Du rythme, une musique endiablée, de l'action, des créatures de toutes tailles, ajoutez y une bonne dose d’humour… Tels sont les ingrédients de Willow !

Du rythme, une musique endiablée, de l'action, des créatures de toutes tailles, ajoutez y une bonne dose d’humour… Tels sont les ingrédients de Willow !

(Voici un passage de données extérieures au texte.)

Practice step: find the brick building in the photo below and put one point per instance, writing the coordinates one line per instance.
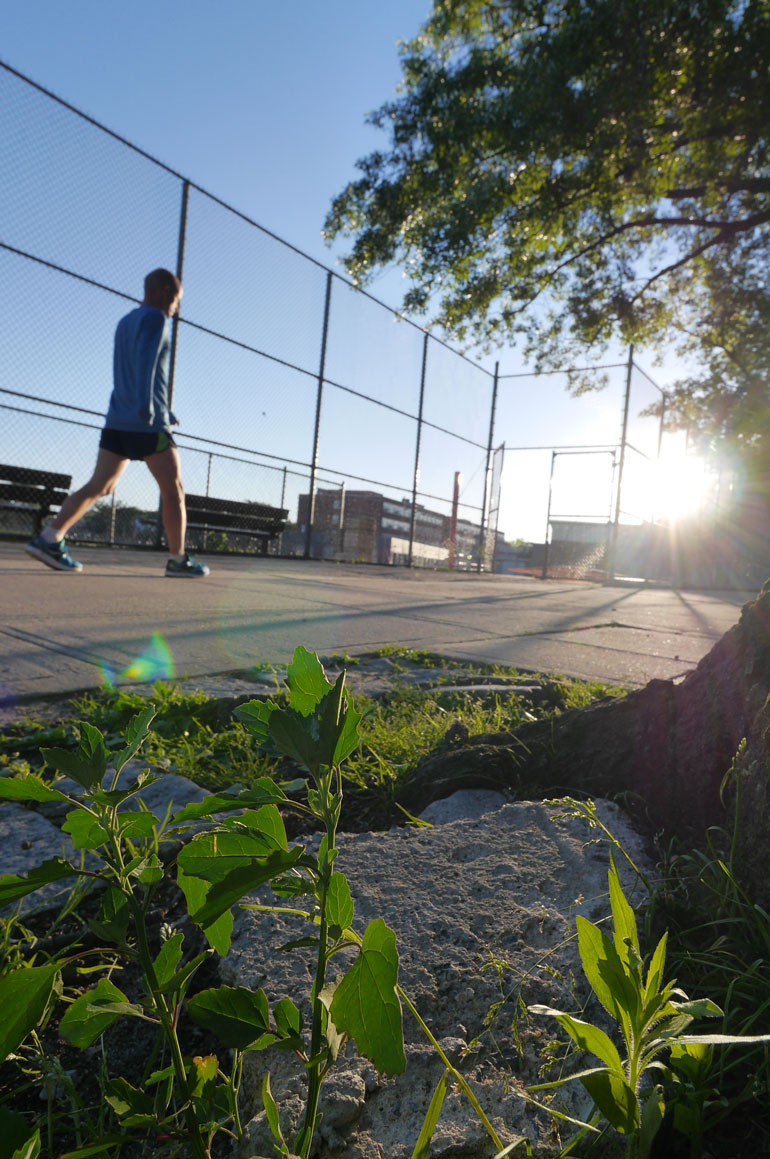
(369, 527)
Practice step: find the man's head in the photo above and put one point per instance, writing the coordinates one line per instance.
(164, 291)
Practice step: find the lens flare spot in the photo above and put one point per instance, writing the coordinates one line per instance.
(154, 663)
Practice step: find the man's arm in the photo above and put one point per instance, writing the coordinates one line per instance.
(149, 344)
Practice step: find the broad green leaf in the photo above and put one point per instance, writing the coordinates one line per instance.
(136, 823)
(332, 714)
(365, 1004)
(84, 1021)
(422, 1146)
(691, 1058)
(652, 1116)
(698, 1007)
(288, 1020)
(218, 931)
(237, 1015)
(241, 881)
(591, 1039)
(339, 903)
(99, 1146)
(262, 792)
(86, 831)
(114, 917)
(15, 1132)
(655, 969)
(615, 1099)
(167, 960)
(13, 886)
(174, 984)
(267, 824)
(604, 970)
(306, 682)
(271, 1110)
(87, 764)
(30, 1149)
(204, 1073)
(125, 1099)
(135, 733)
(212, 855)
(255, 715)
(23, 997)
(348, 737)
(623, 917)
(334, 1037)
(296, 736)
(28, 788)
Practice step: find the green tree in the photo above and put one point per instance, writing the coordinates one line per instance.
(576, 170)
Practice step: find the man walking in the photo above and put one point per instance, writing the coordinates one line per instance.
(137, 427)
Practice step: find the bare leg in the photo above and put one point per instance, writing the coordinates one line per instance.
(108, 469)
(165, 467)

Willow est un  film réalisé par Ron Howard sorti en 1988. Le film est produit et coécrit par George Lucas ("Starwars", dois-je le présenter ?). Il y est question d’un bébé daïkini censé renverser l’ordre établi par la cruelle reine Bavmorda.

 

- Un daïkini ? C’est quoi ça un daïkini ? Ca me fait penser à un breuvage sirupeux, très alcoolisé, mais fruité à déguster à l’ombre d’un palmier, je crois pas que ce soit ça !

 

- Non, en effet, ignare que tu es ! Tu es plus porté sur la vinasse que sur le savoir et les connaissances des autres cultures, et tu dénigreras encore l’intérêt de parler plusieurs langues ? Un daïkini, c’est toi, c’est moi, c’est un homme dans le langage des nains ! Donc, ce bébé, une fois né, est enlevé à sa mère car il porte la marque de la prophétie, et la cruelle reine Bavmorda (Jean Marsh) veut le saigner comme un cochon. C’est à la gentille sage femme que l’enfant doit sa survie, mais elle est rattrapée et elle le confie alors à la rivière en désespoir de cause. Voilà le bébé, porté par les eaux dans sa vaste panière. Le titre du film s’affiche, la musique s’emballe, le générique défile, le film est lancé sur les chapeaux de roue.

 

- Parce que ce n’est que le début ? Juste le générique ? Faut espérer que tu ne nous racontes pas tout le film sinon, on n’est pas rendu ! En tous cas, on se croirait dans les 10 commandements… Moïse sauvé des eaux.

 

- Bravo Harken, là tu m’impressionnes ! Et ce n’est pas le seul clin d’œil assumé du film, tu vas voir. Mais je te rappelle que c’était toi qui m’avait demandé de commencer par raconter le film, je suis tes conseils, mon ami. Bref, je résume. Le bébé « débarque » dans une communauté villageoise peuplée de nains où il est recueilli par le dénommé Willow Ufgood (Warwick Davis). Celui-ci part dès lors avec d’autres remettre le bébé aux daïkinis, c’est le début d’une aventure où il rencontrera des brownies malicieux et un aventurier sympathique, Madmartigan (joué par l’excellent Val Kilmer), Sorsha, une princesse guerrière charmante mais arrogante (Joanne Whalley).

 

- J’ai une vanne sur les brownies, mais c’est bon je la garde. En revanche je vais t’apprendre un truc que tu sais pas, mon petit Breth, ces deux-là, Johanne Whalley et Val Kilmer, ils vont tomber amoureux pendant le tournage, se marier, avoir des enfants… Et divorcer ensuite…

 

- Oui, bon la dernière précision n’était peut être pas utile. Mais j’ai un scoop pour toi qui aime ce genre d’anecdote. Warwick Davies a aussi rencontré sa moitié sur le tournage avant de l’épouser. Et j’ai ici en exclusivité la déclaration d’amour de Madmartigan à Sorsha. Une scène hilarante qui se termine en descente de luge improvisée. Très représentatif du film qui marie avec délice humour et action. Regardez, c’est cadeau, et vous verrez en prime à quoi ressemble nos brownies.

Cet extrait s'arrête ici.